In conclusion, Chinese patients with varicocele have poor knowledge, favorable attitudes, and poor practice toward varicocele. A history of varicocelectomy is associated with better KAP, while no history of varicocelectomy was associated with very poor KAP. This study identified factors that could be the focus of future education interventions in patients with varicocele. Improving KAP should help the patients in their self-management, including when to consult and when seeking surgery, especially if fertility issues are involved.

Data Sharing Statement

All data generated or analyzed during this study are included in this published article.

Ethics Approval and Consent to Participate

The study was carried out after the protocol was approved by the Medical Ethics Committee of the Third Affiliated Hospital of Soochow University (2023-K-164).
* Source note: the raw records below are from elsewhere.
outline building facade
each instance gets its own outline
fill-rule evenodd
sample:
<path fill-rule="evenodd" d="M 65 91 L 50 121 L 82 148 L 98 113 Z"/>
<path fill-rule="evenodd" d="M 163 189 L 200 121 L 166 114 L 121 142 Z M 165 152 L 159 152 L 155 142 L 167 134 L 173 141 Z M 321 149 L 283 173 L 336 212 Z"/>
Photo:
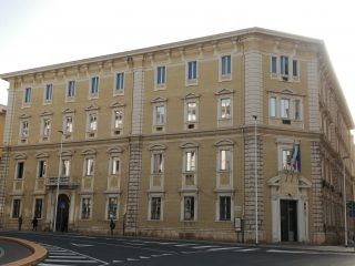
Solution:
<path fill-rule="evenodd" d="M 354 122 L 320 40 L 253 28 L 0 78 L 7 228 L 344 237 Z"/>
I confirm that all methods were performed in accordance with the relevant guidelines. All procedures were performed in accordance with the ethical standards laid down in the 1964 Declaration of Helsinki and its later amendments, and informed consent was obtained from all patients.

Funding

This study was supported by the Basic Applied Research Foundation of Changzhou City (grant no. CJ20210076).

Disclosure

The authors declare that they have no competing interests.